Moggy, I assume by the colour of the mud on the foot that the crabbing was taking place in Walberswick?

Melvcock your theory is the most viable theory by far, I’ll go with that! 😀

Nice therories everybody, but THIS is how list is really produced:

http://leocat.free.fr/shadok/generalites/images/pomp.gif

Lift is the ultimate result of a large amount of money thrown at an aeroplane.

I hope this helps.

These days, eager young ATPL students are far too busy to notice such things. No good will come of it.

Bloody ‘ell I wish I was young 😀 I guess in relative terms I may be 😉

Ahhh…. there was a time on the internet when people looked at a smiley like this 😉 and understood when a comment was tongue in cheek.

These days, eager young ATPL students are far too busy to notice such things. No good will come of it.

Damn, you mean we are supposed to have a sense of humour as well? sorry no brain capacity left for that 😉

Nobody is trying to impress anyone Trinny, this is a misconception on your part

Ahhh…. there was a time on the internet when people looked at a smiley like this 😉 and understood when a comment was tongue in cheek.

These days, eager young ATPL students are far too busy to notice such things. No good will come of it.

I just thought of another point Ian, (the spin thread prompted me) when approaching the stall at high alpha the airflow separates further & further up the wing as alpha increases, moving the CP forward, if you imagine a wing at high alpha with the separation point, let’s say for argument’s sake, ½ way up the wing chord, this will, in relation to the wing be separating and moving “upwards” away from the wing even though to the relative airflow it will be near horizontal, so in effect you have no downwash from the top of the wing, all you have is the relative airflow striking the underside of the wing, whilst all this is happening the aircraft stays airbourne, and I would have thought going on what I read in the first link if you have no downwash, you have no lift, but maximum lift is achieved at or just before critical alpha.
I start my CPL tomorrow with the CFI of my training establishment, I’ll put this argument to him to see what he “prefers”

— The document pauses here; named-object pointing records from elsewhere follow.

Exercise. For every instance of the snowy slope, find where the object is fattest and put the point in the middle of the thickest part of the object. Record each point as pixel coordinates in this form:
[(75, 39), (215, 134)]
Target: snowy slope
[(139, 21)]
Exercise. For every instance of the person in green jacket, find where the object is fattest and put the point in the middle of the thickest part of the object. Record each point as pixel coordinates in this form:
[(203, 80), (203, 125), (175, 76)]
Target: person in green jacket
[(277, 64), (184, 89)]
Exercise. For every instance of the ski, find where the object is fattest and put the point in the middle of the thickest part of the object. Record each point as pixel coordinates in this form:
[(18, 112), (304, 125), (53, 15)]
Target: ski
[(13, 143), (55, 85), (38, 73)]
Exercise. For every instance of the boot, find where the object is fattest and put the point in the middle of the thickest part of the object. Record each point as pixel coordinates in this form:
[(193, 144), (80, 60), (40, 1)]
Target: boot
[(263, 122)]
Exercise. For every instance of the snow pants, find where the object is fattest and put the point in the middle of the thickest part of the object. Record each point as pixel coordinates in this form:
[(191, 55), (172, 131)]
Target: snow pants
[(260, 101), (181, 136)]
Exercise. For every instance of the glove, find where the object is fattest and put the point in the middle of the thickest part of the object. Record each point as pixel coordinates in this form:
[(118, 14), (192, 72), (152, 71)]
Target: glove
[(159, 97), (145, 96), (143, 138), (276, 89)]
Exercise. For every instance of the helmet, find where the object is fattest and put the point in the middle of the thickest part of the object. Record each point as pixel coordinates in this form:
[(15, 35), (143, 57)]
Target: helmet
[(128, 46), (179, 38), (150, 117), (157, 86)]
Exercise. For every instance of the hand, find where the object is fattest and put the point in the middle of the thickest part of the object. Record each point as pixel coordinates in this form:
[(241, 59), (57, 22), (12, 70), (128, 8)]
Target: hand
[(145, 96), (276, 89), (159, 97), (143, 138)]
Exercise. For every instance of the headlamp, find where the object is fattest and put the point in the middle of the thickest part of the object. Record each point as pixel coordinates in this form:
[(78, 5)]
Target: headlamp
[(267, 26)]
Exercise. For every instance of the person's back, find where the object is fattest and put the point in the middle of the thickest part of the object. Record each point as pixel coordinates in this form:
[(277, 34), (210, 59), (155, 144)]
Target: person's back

Well I think Bernoulli’s theory must hold some water, even if it is only a small percentage, it does provide some lift, however small, the first link is indeed excellent and uses Newton’s theories very well, I think the thing with Bernoulli is the theory is relatively simple and easy to explain, probably why it is inherant within the training structure especially at PPL level, Ian you fly the 340 for Virgin so maybe you can clarify, generally aircraft have their CP aft of the CofG, which creates stability, and this stability causes a nose down pitching moment, this is why the tailplane has a downward force & negative angle of incidence which forces the nose up and level again, but the Airbus has it the opposite way? i.e. the CP is forward of the CofG, which means that the tailplane must cause an upward force to cause a nose down pitching moment to counteract the nose up tendancy (our ATPL instructor told us Airbus manufacture in this way), but one thing I have noticed with the Bus is that the tailplane appears to have the same angle of incidence as Boeings etc, if this is the case what causes the pitch up moment? surely the downwash theory must hold true for the tailplane as well? because if the first link I gave is to be believed, Bernoulli’s theory would suggest that there would not be enough lift provided by the tailplane airfoil?
(of course if my instructor was talking out of his proverbial disregard the above 🙂 )
If the downwash theory was conclusive, I wonder why member states (particularly JAR & the FAA) have not embraced it and use it in ATPL theory, or do you think it is a case of saying “ahh, the lift theory we have been using all these years is wrong, we need to use this now” ?, does this point to the fact that the downwash theory is not conclusive enough? or does it point to the fact that member states have been teaching the wrong theory all these years?